Wednesday, November 04, 2009

Graphs that make you go hmmmm 

I do a number of local talks in town, usually a couple per month, but for some reason I hadn't done any big ones in the last six weeks. So when I was prepping for this morning's talk to the collected Rotaries of the area, I had to put some new slides together. Whenever I do this, there's one that tells me something I did not realize before. The one above is this months thing-I-didn't-know-before.

This is real personal income, removing all of the effects of transfer payment changes. We talked about this last year when I saw that, except for the 2008 Bush-Pelosi rebate checks, we had a slight decline in real personal income. In 2009, that number goes off the cliff. You'll note that this is one of the components we use in calculating coincident indicators, and it's a measure used by NBER in determining the business cycle peaks and troughs. (They use a monthly series -- I'm using a quarterly one from last week's GDP report.)

What really grabbed me was the technical note that came with the report:
During each of the second and third quarters, the Making Work Pay Credit provision lowered personal taxes and raised disposable personal income about $50 billion (annual rate). During the second quarter, ARRA provided payments of $250 to beneficiaries of social security and other programs that raised disposable personal income about $55 billion. ARRA also provided special government social benefits for unemployment assistance, for student aid, and for nutritional assistance; these special benefits raised disposable income about $49 billion in the third quarter and about $35 billion in the second quarter. ARRA also funded current grants (such as Medicaid) and capital grants (such as highway construction) to state and local governments of about $75 billion in the third quarter and $85 billion in the second quarter.
How much of our third quarter GDP growth is due to this stimulus? Maybe more than we think. But how long will it last? Harder question. What I know is that after looking at this graph, I have a harder time finding the trough of the current recession. Both income and employment declining? I know monthly GDP turned positive in July (only 2 months of data so far), and I know there are revisions to the data forthcoming. So I could be wrong, but I need more evidence before I start thinking the national economy reversed.
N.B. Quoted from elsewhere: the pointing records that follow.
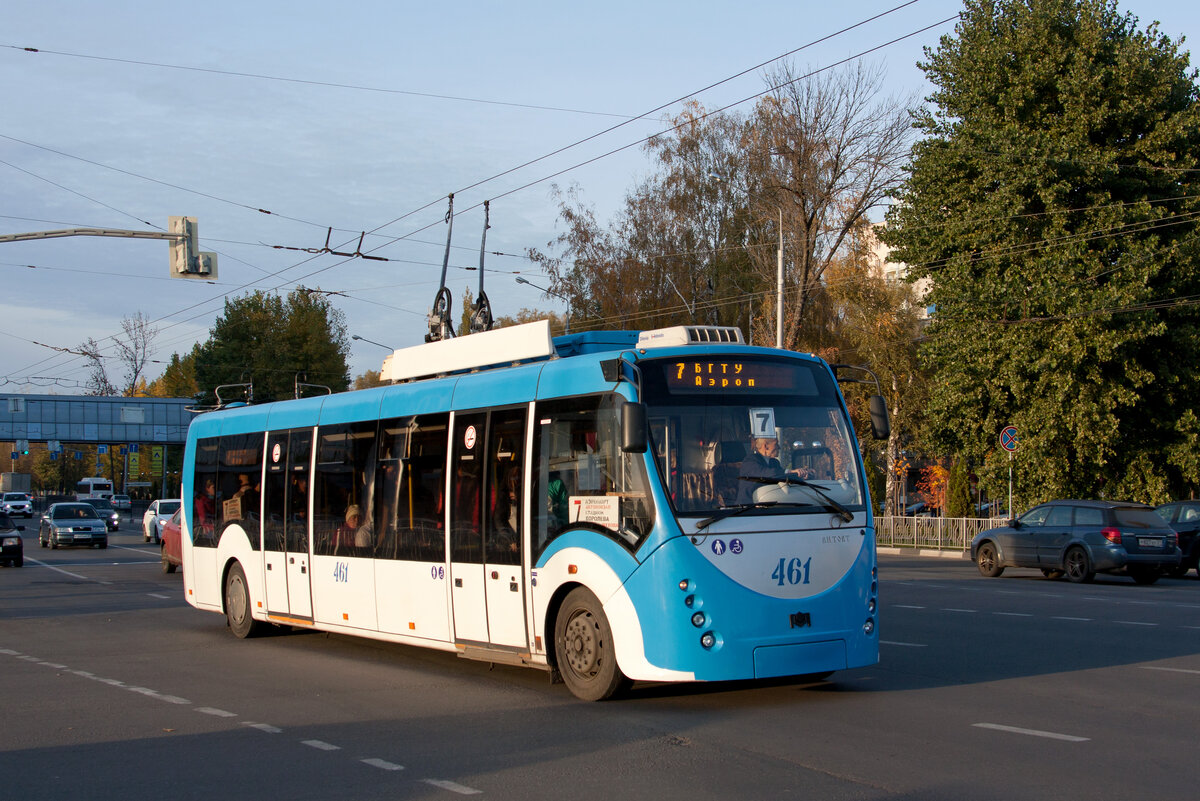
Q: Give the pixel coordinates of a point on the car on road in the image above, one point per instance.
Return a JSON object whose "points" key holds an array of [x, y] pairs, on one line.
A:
{"points": [[173, 543], [1078, 538], [72, 523], [156, 515], [111, 517], [1185, 518], [12, 549], [17, 504]]}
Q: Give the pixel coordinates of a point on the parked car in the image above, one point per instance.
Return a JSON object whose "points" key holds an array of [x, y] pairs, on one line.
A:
{"points": [[13, 504], [156, 515], [103, 506], [1185, 518], [72, 523], [12, 549], [172, 543], [1078, 538]]}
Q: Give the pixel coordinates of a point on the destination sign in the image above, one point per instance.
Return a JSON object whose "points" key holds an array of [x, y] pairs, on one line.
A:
{"points": [[703, 375]]}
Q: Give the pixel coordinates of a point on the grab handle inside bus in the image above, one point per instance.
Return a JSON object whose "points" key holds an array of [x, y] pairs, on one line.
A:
{"points": [[633, 427]]}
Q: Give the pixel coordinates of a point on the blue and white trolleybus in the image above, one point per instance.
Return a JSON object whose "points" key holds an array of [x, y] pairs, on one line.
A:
{"points": [[666, 505]]}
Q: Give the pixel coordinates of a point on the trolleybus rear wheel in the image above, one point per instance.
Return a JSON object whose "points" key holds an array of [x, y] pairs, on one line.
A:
{"points": [[587, 660]]}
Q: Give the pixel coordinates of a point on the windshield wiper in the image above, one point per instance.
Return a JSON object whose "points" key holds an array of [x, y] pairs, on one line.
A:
{"points": [[733, 511], [796, 481]]}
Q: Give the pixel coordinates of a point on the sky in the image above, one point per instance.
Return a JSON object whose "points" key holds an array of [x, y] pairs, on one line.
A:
{"points": [[361, 116]]}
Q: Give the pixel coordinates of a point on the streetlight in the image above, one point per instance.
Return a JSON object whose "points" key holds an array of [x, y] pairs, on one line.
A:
{"points": [[779, 267], [567, 326], [354, 336]]}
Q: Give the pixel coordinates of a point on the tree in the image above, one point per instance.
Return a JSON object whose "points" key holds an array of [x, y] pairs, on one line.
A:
{"points": [[178, 380], [1053, 204], [275, 343], [825, 150], [133, 345]]}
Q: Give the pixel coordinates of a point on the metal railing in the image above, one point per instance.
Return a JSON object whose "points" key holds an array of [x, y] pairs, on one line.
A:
{"points": [[931, 533]]}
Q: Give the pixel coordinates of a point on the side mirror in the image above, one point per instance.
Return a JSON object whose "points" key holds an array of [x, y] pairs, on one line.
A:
{"points": [[881, 426], [633, 428]]}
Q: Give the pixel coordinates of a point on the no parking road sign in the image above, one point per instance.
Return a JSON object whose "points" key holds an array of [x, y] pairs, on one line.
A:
{"points": [[1008, 439]]}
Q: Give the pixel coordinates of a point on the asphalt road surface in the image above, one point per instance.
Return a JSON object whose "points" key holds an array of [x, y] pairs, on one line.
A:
{"points": [[1018, 687]]}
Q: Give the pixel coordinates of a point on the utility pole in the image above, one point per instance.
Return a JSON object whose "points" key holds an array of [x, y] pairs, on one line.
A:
{"points": [[186, 259]]}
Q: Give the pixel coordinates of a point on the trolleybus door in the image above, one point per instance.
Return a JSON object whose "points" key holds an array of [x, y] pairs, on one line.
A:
{"points": [[286, 525], [485, 559]]}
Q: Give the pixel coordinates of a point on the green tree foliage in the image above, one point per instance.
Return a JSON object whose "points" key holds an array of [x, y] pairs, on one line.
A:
{"points": [[274, 343], [1053, 204], [958, 492]]}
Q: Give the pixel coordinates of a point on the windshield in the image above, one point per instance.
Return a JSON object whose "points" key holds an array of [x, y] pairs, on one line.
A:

UPDATE: Looking at James Hamilton, I see he has the monthly disposable personal income graph. But that has all those transfers, like the $250 checks to seniors, included in it and I think that view is distorting the underlying trend. Look at page 6 of the monthly income and consmption data report (published last Friday.) I'm looking at the line labeled "Personal income excluding current transfer receipts, billions of chained (2005) dollars" -- it's the last boldfaced line at the bottom of that page. That pulls out the effects of the stimulus. If the economy was getting better, wouldn't that number be rising? Or am I just asking for too much?